Dal 2017 ad oggi Cina e Russia hanno posto ogni anno il veto per l’istituzione di tre nuove aree marine protette nell’Oceano Meridionale, richieste dalla comunità scientifica per difendere la biodiversità dei mari che circondano l’Antartide, e preservarne la capacità di contrastare i cambiamenti climatici. I due Paesi hanno confermato questo ostruzionismo anche nella riunione 2022 della Commission for the conservation of Antarctic Marine Living Resources (CCAMLR), che si è tenuta dal 24 ottobre al 4 novembre a Hobart, in Australia.

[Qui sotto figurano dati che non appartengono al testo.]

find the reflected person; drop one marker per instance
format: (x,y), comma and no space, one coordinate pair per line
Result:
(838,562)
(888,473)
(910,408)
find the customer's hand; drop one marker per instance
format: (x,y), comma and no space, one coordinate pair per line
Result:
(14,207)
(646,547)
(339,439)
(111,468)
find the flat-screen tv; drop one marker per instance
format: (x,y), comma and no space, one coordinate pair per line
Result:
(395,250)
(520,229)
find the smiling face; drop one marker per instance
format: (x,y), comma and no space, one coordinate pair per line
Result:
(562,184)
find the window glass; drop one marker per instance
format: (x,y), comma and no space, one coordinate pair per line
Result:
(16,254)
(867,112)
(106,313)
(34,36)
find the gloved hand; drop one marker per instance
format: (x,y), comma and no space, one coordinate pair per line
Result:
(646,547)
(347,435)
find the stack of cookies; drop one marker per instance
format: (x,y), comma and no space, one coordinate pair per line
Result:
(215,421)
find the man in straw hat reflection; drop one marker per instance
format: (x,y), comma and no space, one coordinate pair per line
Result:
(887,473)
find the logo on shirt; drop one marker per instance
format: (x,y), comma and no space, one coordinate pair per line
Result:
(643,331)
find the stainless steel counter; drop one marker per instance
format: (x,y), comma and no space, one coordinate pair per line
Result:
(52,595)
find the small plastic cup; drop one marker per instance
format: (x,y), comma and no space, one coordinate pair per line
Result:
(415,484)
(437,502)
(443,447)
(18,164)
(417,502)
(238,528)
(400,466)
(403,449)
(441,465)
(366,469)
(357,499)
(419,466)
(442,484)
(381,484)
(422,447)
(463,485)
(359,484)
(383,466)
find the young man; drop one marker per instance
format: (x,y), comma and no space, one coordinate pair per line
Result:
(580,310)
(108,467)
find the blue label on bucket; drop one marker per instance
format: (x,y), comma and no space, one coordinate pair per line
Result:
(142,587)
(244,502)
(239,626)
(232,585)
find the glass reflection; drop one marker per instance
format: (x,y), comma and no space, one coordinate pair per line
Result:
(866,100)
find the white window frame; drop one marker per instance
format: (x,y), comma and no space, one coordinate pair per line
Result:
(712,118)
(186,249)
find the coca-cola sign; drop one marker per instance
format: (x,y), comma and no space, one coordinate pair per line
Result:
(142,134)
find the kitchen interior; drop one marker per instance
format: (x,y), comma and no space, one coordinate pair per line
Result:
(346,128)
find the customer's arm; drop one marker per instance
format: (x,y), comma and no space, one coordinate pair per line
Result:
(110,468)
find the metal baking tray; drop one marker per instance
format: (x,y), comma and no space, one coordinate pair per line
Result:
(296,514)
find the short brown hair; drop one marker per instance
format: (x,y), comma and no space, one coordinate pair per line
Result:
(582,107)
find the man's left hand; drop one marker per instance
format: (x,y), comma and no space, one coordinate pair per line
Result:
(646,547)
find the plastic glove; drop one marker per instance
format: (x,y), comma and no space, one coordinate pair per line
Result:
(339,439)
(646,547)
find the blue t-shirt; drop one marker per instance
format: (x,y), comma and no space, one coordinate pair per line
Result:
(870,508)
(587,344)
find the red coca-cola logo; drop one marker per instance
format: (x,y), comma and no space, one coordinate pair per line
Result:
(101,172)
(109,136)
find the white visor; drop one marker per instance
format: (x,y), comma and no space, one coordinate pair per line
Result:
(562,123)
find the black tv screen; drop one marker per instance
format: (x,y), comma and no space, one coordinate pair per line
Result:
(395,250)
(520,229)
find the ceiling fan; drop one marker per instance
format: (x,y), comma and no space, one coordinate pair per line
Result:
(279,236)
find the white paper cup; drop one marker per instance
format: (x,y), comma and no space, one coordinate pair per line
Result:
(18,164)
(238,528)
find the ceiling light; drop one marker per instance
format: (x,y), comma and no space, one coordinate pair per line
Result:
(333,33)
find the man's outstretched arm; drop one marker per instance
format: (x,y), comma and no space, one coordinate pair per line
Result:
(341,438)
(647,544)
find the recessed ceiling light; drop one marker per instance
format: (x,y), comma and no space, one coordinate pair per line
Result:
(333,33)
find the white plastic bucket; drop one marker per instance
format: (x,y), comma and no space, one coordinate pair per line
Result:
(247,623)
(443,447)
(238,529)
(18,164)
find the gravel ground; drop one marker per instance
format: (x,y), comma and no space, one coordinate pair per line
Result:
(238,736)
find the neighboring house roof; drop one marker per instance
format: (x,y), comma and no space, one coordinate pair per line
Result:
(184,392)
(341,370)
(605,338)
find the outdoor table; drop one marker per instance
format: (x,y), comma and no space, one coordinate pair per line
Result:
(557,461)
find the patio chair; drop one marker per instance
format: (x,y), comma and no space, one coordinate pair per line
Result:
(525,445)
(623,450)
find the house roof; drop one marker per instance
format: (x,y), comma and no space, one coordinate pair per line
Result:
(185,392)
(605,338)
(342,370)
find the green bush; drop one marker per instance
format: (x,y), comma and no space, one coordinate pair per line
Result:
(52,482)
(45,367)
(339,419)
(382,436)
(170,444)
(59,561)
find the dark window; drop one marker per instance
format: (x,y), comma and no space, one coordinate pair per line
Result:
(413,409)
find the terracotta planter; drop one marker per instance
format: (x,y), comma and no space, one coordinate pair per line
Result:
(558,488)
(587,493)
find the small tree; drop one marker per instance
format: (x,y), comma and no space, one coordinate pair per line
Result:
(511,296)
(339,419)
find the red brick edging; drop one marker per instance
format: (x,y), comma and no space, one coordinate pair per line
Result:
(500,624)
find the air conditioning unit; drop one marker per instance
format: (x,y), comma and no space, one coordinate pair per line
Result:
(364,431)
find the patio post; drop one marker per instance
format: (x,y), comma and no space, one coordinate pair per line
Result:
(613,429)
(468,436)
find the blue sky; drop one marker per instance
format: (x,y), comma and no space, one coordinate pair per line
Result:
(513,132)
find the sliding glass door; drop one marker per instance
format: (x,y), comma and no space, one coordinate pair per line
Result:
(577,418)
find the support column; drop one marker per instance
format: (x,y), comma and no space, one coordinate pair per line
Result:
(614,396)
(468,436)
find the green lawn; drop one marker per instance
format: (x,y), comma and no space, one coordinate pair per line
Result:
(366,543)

Un incontro di fatto fallito.

La ragione di questo veto è legata all’interesse per la pesca del krill antartico (Euphausia Superba), una sorta di piccolo gamberetto alla base della catena alimentare degli ecosistemi antartici, pescato e utilizzato per produrre farina e olio di krill, destinati principalmente alla produzione di mangimi per acquacoltura.

“Le tre proposte di stabilimento di aree marine protette, di cui due patrocinate dall'Unione Europea, non sono passate”, ci racconta Orazio Guanciale, diplomatico della Farnesina delegato per l’Italia alla riunione del CCAMLR. “Cina e Russia hanno opinioni diverse dal resto della membership e nel sistema del Trattato Antartico vige un'applicazione rigorosa del principio del consenso. Basta un Paese che si oppone e si blocca tutto”.

Il CCAMLR è un organo dell’Antarctic Treaty, convenzione internazionale stipulata nel 1959 per la salvaguardia dell'Antartide, e ha competenza specifica per la gestione delle risorse marine. La commissione, a cui prendono parte 27 Paesi Membri e altri 10 Paesi osservatori, si raduna ogni anno in Australia e si occupa tra le altre cose di regolamentare la pesca e decidere l'istituzione di aree marine protette.

“Dal punto di vista scientifico, siamo in una situazione di best available science che supporta le proposte di istituire nuove aree marine protette”, afferma Marino Vacchi. Il ricercatore si riferisce a una fitta serie di studi che fanno da corollario alle tre proposte di nuove aree protette nel Mare di Weddell, nell’Antartide Orientale e nella Penisola Antartica.

“Ma c’è una situazione di opposizione da parte di due Paesi (Russia e Cina, ndr), che sono quelli che si sono sempre dichiarati contrari a queste zone protette”, continua Vacchi.

Una rete di aree marine protette in Antartide

L’Oceano Meridionale circonda l’Antartide e rappresenta circa il 6% degli oceani del pianeta. Quest’area è considerata un patrimonio unico di biodiversità, con ecosistemi di pesci, balene, mammiferi, uccelli marini, invertebrati e microrganismi che svolgono anche un ruolo fondamentale nella capacità del mare di catturare e stoccare CO2 dall’atmosfera. Ma negli ultimi decenni l’Oceano Meridionale è stato anche un hotspot per il cambiamento climatico.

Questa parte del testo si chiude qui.